Weltenbummler und SP-Nationalrat Andreas Gross verrechnete dem Bund für sein Europaratsmandat 169 000 Franken Spesen und Taggelder – viermal mehr als CIA-Jäger Dick Marty. Der Linkspolitiker ist der teuerste Parlamentarier der Schweiz.
Nadja Pastega
Die Zahlen sind geheim. Wie viel Reisespesen die Parlamentarier garnieren, wird unter dem Deckel gehalten. Das Büro des Nationalrats, das den Finanzverschleiss des Parlaments kontrollieren sollte, weigert sich, die Zahlen offenzulegen. «Diese Informationen unterliegen dem Datenschutz», sagt Parlamentssprecher Marc Stucki. Nach Informationen des «Sonntags» gibt es auf der Vielfliegerliste einen klaren Spitzenreiter: Der Zürcher SP-Nationalrat Andreas Gross rechnete im grossen Stil ab.
Neben den ordentlichen Einkünften von rund 100 000 Franken bezog er 2008 als Mitglied der Schweizer Europarats-Delegation vom Bund weitere 169 000 Franken für Flug- und Bahnreisen, Taggelder, Hotels, Mahlzeiten, Taxis und andere Auslagen - Zusatzeinkünfte von 460 Franken pro Tag. Globetrotter Gross verursachte 40 Prozent der gesamten Kosten für die zwölfköpfige Schweizer Europarats-Delegation. Diese betrugen total 430 000 Franken.
Auf Spesenritter und Meilenjäger Gross folgt der Tessiner FDP-Ständerat Dick Marty - mit vergleichsweise bescheidenen 38 000 Franken. Der damalige Sonderermittler des Europarats, der die illegalen Machenschaften der CIA in Europa untersuchte, kostete die Schweizer Steuerzahler viermal weniger als Gross. Auf den Rängen drei, vier und fünf folgen die Europarats-Mitglieder Doris Fiala (FDP/ZH), Maximilian Reimann (SVP/AG) und Felix Müri (SVP/LU). Sie bezogen rund 30 000 Franken. Das entspricht der durchschnittlichen Entschädigung bei Erfüllung der Pflichtpensen mit vier einwöchigen Sessionen in Strassburg und Kommissionssitzungen, die in der Regel in Paris stattfinden.

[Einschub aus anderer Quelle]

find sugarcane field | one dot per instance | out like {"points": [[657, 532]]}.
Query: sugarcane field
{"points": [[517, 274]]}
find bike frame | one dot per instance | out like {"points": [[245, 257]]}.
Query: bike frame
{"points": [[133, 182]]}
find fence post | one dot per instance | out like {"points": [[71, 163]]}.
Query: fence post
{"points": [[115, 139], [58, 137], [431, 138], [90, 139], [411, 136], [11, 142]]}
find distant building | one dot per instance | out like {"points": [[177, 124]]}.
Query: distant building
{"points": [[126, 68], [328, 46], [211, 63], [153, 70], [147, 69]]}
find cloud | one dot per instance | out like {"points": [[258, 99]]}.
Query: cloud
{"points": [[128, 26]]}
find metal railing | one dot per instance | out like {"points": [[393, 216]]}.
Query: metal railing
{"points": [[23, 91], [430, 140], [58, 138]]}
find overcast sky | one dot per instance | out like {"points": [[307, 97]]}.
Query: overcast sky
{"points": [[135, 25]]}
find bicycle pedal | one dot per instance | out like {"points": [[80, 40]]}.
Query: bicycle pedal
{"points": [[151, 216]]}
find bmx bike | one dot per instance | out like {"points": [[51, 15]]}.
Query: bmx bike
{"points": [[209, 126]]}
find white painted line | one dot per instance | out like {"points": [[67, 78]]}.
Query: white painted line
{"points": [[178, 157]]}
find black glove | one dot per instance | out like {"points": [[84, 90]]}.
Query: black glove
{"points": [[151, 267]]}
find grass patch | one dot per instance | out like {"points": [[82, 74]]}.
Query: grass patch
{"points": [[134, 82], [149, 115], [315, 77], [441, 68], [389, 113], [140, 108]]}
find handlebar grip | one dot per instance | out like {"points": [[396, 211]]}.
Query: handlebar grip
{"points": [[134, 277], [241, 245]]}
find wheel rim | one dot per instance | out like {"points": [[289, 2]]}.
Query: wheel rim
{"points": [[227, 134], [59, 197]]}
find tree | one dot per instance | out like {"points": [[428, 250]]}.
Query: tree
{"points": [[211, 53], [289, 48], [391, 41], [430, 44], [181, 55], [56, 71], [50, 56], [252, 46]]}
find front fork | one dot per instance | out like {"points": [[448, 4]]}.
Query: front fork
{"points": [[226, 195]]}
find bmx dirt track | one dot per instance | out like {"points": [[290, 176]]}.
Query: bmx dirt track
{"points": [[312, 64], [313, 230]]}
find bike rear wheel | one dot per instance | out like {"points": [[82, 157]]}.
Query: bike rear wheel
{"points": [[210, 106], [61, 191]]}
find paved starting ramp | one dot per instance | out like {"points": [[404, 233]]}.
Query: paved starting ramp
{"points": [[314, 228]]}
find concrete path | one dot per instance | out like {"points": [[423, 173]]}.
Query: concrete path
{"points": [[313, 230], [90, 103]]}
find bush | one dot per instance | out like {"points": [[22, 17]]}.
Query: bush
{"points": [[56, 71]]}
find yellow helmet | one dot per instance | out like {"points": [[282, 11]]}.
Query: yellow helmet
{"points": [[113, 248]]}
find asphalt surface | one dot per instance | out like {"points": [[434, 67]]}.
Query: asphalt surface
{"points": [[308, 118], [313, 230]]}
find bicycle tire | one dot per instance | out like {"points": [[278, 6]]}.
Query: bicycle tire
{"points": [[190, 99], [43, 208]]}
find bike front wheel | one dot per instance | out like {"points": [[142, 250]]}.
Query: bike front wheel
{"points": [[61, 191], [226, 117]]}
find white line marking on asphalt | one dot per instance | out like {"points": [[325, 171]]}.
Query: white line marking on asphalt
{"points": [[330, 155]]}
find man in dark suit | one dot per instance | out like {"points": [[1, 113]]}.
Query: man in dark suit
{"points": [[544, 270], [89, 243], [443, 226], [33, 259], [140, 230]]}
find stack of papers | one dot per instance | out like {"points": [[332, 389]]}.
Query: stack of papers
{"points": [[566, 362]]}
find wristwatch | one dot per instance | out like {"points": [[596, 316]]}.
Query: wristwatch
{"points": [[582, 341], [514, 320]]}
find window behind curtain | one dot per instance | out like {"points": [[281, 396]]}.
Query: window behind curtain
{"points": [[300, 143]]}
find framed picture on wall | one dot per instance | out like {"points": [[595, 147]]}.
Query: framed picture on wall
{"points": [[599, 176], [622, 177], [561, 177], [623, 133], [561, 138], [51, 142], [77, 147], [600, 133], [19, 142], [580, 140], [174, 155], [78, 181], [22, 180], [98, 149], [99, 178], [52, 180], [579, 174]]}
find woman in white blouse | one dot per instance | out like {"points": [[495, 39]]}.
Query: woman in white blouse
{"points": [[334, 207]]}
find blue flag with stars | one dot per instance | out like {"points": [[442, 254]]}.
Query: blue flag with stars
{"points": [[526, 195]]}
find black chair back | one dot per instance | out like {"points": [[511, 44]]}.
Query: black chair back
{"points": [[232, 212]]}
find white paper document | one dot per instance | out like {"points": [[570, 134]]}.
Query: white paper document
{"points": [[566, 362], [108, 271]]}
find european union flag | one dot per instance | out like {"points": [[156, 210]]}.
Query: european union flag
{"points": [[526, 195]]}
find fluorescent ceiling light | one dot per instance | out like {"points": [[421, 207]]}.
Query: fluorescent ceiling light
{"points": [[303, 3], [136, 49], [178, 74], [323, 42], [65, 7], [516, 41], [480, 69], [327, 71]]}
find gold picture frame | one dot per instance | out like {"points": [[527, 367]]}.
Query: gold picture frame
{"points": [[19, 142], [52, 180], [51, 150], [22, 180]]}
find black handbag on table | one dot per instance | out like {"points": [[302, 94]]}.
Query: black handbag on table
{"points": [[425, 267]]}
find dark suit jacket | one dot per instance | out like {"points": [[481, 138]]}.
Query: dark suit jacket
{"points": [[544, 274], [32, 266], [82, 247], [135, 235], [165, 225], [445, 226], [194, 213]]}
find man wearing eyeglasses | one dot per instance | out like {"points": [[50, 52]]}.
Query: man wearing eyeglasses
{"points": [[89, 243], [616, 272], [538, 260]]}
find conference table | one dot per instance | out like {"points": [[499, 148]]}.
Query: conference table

Die Zahlenverhältnisse zeigen das Geschick des Linkspolitikers Gross. Als Fraktionspräsident im Europarat schanzt er sich regelmässig Referate. Wahlbeobachtungen und Auftritte rund um den Erdball zu. Die Exkursionen bewilligt der Europarat - zahlen muss die Schweiz. Eine viertägige Sitzung in Moskau kostet zum Beispiel zwischen 4000 und 5000 Franken. Komfortabel: Ab einer Reisezeit von drei Stunden dürfen die Euro-Parlamentarier in der Business-Klasse fliegen. Und so greift Gross zu.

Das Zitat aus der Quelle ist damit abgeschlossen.